同样对刑善和胡不喜二人的折返感到意外的,还有喇嘛寺里的一众喇嘛。
他们已经离开了一个月左右,如果脚程快的话,此刻已经返回了京城,但他们不仅没有回去,还又返回了喇嘛寺,难道是又发生了什么其他事情?
看见众人疑惑的眼神,刑善主动开口解释,“活佛,在下想在寺内暂住一段时间,因为只有回到案发现场,我才能想起闻人歌当时用的是什么招式,以及他出招的方向与力度。”
听到这个,嘉木林皱起了眉头,“刑捕快,你还是没有死心,想找闻人歌报仇吗?”
刑善摇了摇头,直言道:“不仅仅是报仇,我还要将他捉拿归案,这是我身为捕快的职责,不然我哪有脸再回顺天府?”
嘉木林笑了起来,“原来如此,那好吧,二位就暂时住在我们寺里,我也希望你能早日将闻人歌捉拿归案,为那些死去的冤魂报仇雪恨。”
听见他们两个已经谈好了,胡不喜才从刑善的身后冒了出来,朝嘉木林微微一笑,“活佛,好久不见。”
嘉木林向他微微点头,“好久不见。”
他上下打量了胡不喜几眼,突然反应过来一件事情,“你也要住在我们寺里吗?”
胡不喜看了刑善一眼,朝嘉木林讪笑起来,“我不住在这里的话,谁教这个家伙刀法呢?多个房间多双碗筷而已,活佛不会介意吧?”
嘉木林叹了口气,无奈道:“既然如此,就算我说介意,施主也不会走的吧?”
胡不喜嘿嘿两声,主动抢过刑善的包袱,开口道:“那我先去房间里安顿下来,你们二位好好地叙叙旧。”
看见他逃也似地离开了现场,刑善挠了挠头,向嘉木林致歉道:“不好意思,活佛,这家伙向来都很自来熟,你不要跟他一般计较。”
嘉木林淡淡一笑,平静道:“没关系,这位施主心直口快而已,我知道他不是什么坏人。”
二人一起走到当日闻人歌和闻人曲大战的地方,远处的铜钟还悬在那里,看起来就像什么事都没发生过一样,但近处的断壁残垣却提醒着众人,一切并不是幻觉。
“你们离开的这一个多月,我们每天都在寺里勤学苦练,希望能尽快让自己的武功提升一个等级。但我们越是着急,就越发现越力不从心,有很多事情,若是强迫自己短时间内达成,效果只会适得其反。”
听见嘉木林的规劝,刑善微微点头,直言道:“活佛请放心,在下虽然急着报仇,但从未想过要走捷径,我既求快也求稳。”
见他一下子就明白了自己的意思,嘉木林满意地点了点头,“不错,孺子可教。”
二人走到翟义等人的坟前,刑善主动跪下,向所有死去的弟兄们磕了三个响头。
天地为证,他刑善曾在这个地方丢了所有弟兄们的性命,今日开始,他便也要在这个地方,让这些死去的弟兄们一步步地见证,他是如何强大起来,将闻人歌绳之以法的。
所有弟兄们没完成的心愿,他会代他们完成。
所有弟兄们没抓到的犯人,他会代他们抓到。
所有弟兄们没来得及照顾的家人,以后都是他的家人。
他刑善这辈子,再也不会只有一条命了。
……
当天晚上,刑善在喇嘛寺的客房里睡得正香,突然一只手从他的床边伸了出来,一把揪住他的耳朵,将他从被窝里拎了出来。

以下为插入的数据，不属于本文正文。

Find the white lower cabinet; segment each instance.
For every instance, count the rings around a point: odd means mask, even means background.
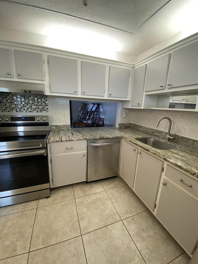
[[[123,142],[120,175],[133,188],[136,174],[138,149],[125,140]]]
[[[51,188],[86,180],[86,141],[51,143],[48,148]]]
[[[156,216],[192,254],[198,241],[198,201],[166,179],[162,184]]]
[[[148,152],[139,149],[134,190],[153,211],[164,162]]]

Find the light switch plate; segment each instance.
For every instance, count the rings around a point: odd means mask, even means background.
[[[126,117],[126,112],[122,112],[122,117]]]

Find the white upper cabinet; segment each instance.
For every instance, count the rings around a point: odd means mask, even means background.
[[[148,63],[144,91],[165,89],[170,54],[168,53]]]
[[[14,53],[17,78],[45,80],[42,53],[18,50]]]
[[[127,98],[130,77],[129,69],[110,66],[108,96]]]
[[[104,64],[82,62],[82,94],[104,96],[106,66]]]
[[[168,88],[198,84],[198,41],[173,52]]]
[[[10,50],[0,48],[0,76],[13,78]]]
[[[146,69],[146,64],[145,64],[134,70],[131,101],[131,106],[142,105]]]
[[[48,59],[51,91],[77,94],[77,60],[51,55]]]

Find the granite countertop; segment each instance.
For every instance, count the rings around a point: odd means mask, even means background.
[[[164,141],[167,132],[133,124],[101,128],[71,128],[68,125],[50,126],[47,142],[68,141],[122,137],[167,161],[193,176],[198,178],[198,140],[176,135],[167,144],[177,148],[161,150],[150,147],[136,139],[151,137]]]

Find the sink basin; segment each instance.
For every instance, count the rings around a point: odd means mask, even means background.
[[[150,146],[151,147],[153,147],[153,148],[154,148],[155,149],[163,149],[163,150],[172,149],[176,149],[177,147],[151,138],[141,138],[137,137],[136,138],[136,139],[140,141],[140,142],[146,144],[147,145]]]

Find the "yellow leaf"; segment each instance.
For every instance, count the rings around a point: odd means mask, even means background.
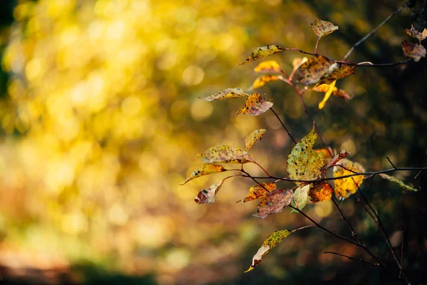
[[[251,56],[249,56],[249,57],[245,61],[241,63],[241,65],[246,64],[248,63],[250,63],[251,61],[253,61],[257,59],[260,59],[260,58],[270,56],[274,53],[280,53],[280,51],[285,51],[285,48],[283,48],[279,46],[275,46],[275,45],[263,46],[260,46],[260,47],[256,48],[255,51],[253,51],[252,52],[252,53],[251,54]]]
[[[344,169],[339,166],[334,167],[334,177],[349,175],[354,172],[364,172],[365,170],[357,162],[353,162],[347,158],[341,160],[337,165],[342,165]],[[339,200],[344,200],[354,194],[357,191],[357,187],[360,187],[363,182],[364,175],[353,176],[347,178],[337,179],[334,180],[335,185],[335,197]]]
[[[246,147],[246,151],[249,150],[257,140],[261,140],[263,139],[265,131],[265,129],[255,130],[248,135],[245,138],[245,147]]]
[[[332,23],[328,22],[327,21],[322,21],[317,18],[316,18],[316,24],[312,24],[311,27],[319,38],[329,35],[334,31],[338,29],[338,26],[334,25]]]
[[[271,107],[273,107],[273,102],[265,101],[265,99],[258,93],[253,93],[246,99],[245,107],[237,111],[236,115],[249,114],[255,116],[267,112]]]

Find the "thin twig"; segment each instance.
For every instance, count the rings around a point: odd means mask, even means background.
[[[274,111],[274,110],[273,110],[272,108],[270,108],[270,110],[271,110],[271,112],[273,112],[273,113],[274,114],[274,115],[276,116],[276,118],[278,118],[278,120],[279,120],[279,122],[280,122],[280,125],[282,125],[282,127],[283,127],[283,128],[285,129],[285,130],[286,131],[286,133],[288,133],[288,135],[289,135],[289,138],[290,138],[290,139],[292,140],[293,140],[293,142],[295,142],[295,144],[297,144],[297,141],[295,140],[295,139],[292,136],[292,135],[290,134],[290,133],[289,133],[289,130],[288,130],[288,128],[285,126],[285,124],[283,124],[283,122],[282,122],[282,120],[280,120],[280,118],[279,118],[279,116],[278,115],[278,114],[276,114],[276,113]]]
[[[356,43],[354,43],[353,45],[353,46],[352,46],[352,48],[349,50],[349,51],[347,51],[347,53],[345,54],[345,56],[344,56],[343,61],[345,61],[349,57],[349,56],[353,52],[353,51],[354,50],[354,48],[356,48],[359,44],[361,44],[362,43],[363,43],[364,41],[365,41],[368,38],[369,38],[371,36],[372,36],[374,33],[375,33],[375,32],[376,31],[378,31],[379,29],[379,28],[381,28],[381,26],[383,26],[389,21],[390,21],[390,19],[391,18],[393,18],[396,14],[398,14],[399,12],[400,12],[401,11],[402,11],[406,6],[408,6],[408,4],[409,4],[409,1],[406,1],[406,2],[405,2],[405,4],[404,4],[402,6],[401,6],[397,10],[396,10],[395,11],[394,11],[393,13],[391,13],[387,18],[386,18],[384,19],[384,21],[383,21],[382,22],[381,22],[379,24],[379,25],[378,25],[375,28],[374,28],[368,34],[367,34],[365,36],[364,36],[360,40],[359,40]]]
[[[371,262],[369,262],[369,261],[367,261],[366,260],[364,260],[364,259],[357,259],[357,258],[354,258],[354,257],[352,257],[352,256],[347,256],[347,255],[344,255],[344,254],[339,254],[339,253],[337,253],[337,252],[324,252],[323,253],[324,253],[324,254],[330,254],[339,255],[339,256],[342,256],[342,257],[347,257],[347,259],[351,259],[351,260],[356,260],[356,261],[362,261],[362,262],[366,263],[366,264],[367,264],[371,265],[371,266],[380,266],[380,265],[379,265],[379,264],[378,264],[378,263],[371,263]]]

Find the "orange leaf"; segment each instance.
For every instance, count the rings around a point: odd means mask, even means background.
[[[271,107],[273,107],[273,102],[265,101],[265,99],[258,93],[253,93],[246,99],[245,107],[237,111],[236,115],[249,114],[255,116],[267,112]]]
[[[330,200],[332,198],[334,188],[325,182],[318,182],[313,183],[313,186],[310,189],[308,195],[312,203],[317,202]]]
[[[312,24],[311,27],[319,38],[324,36],[329,35],[334,31],[338,29],[338,26],[334,25],[332,23],[328,22],[327,21],[322,21],[317,18],[316,18],[316,24]]]
[[[243,202],[262,198],[273,190],[275,190],[278,187],[278,185],[275,182],[261,183],[261,185],[268,191],[265,191],[265,189],[260,185],[252,186],[249,188],[249,193],[248,193],[248,195],[243,200]]]
[[[413,59],[415,62],[419,61],[421,58],[426,57],[426,48],[420,44],[404,41],[402,48],[405,56]]]
[[[258,205],[258,211],[253,215],[262,219],[270,214],[280,213],[290,204],[293,192],[291,190],[278,189],[268,192]]]

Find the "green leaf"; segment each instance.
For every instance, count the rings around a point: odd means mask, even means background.
[[[256,254],[253,256],[252,259],[252,264],[248,270],[245,271],[249,272],[255,268],[260,261],[263,257],[267,254],[271,249],[273,249],[276,245],[280,244],[283,239],[289,236],[295,230],[290,231],[288,229],[281,229],[276,231],[273,234],[270,234],[268,237],[263,242],[263,246],[260,247]]]
[[[291,179],[312,180],[320,175],[323,166],[323,152],[313,150],[317,135],[315,128],[297,143],[288,157],[288,173]],[[297,182],[297,184],[299,184]]]
[[[409,185],[406,185],[405,183],[404,183],[403,182],[401,182],[399,179],[396,178],[394,176],[387,175],[386,174],[384,174],[384,173],[380,174],[379,176],[381,176],[384,179],[386,179],[387,180],[390,180],[392,182],[397,183],[399,185],[399,186],[400,186],[401,188],[404,188],[405,190],[407,190],[407,191],[415,191],[415,192],[418,191],[418,189],[413,188],[413,187],[411,187]]]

刑善下意识地抬手就向对方打去,但很快被对方单手制住,并扣着他的喉咙,威胁道:“老实点儿,跟我出去!”
刑善听着这声音有点耳熟,接着很快反应了过来,“胡不喜?你有毛病啊?”
胡不喜见他反应过来了,也不急着将他松开,而是继续揪着他向外走去,“时辰到了,练功了。”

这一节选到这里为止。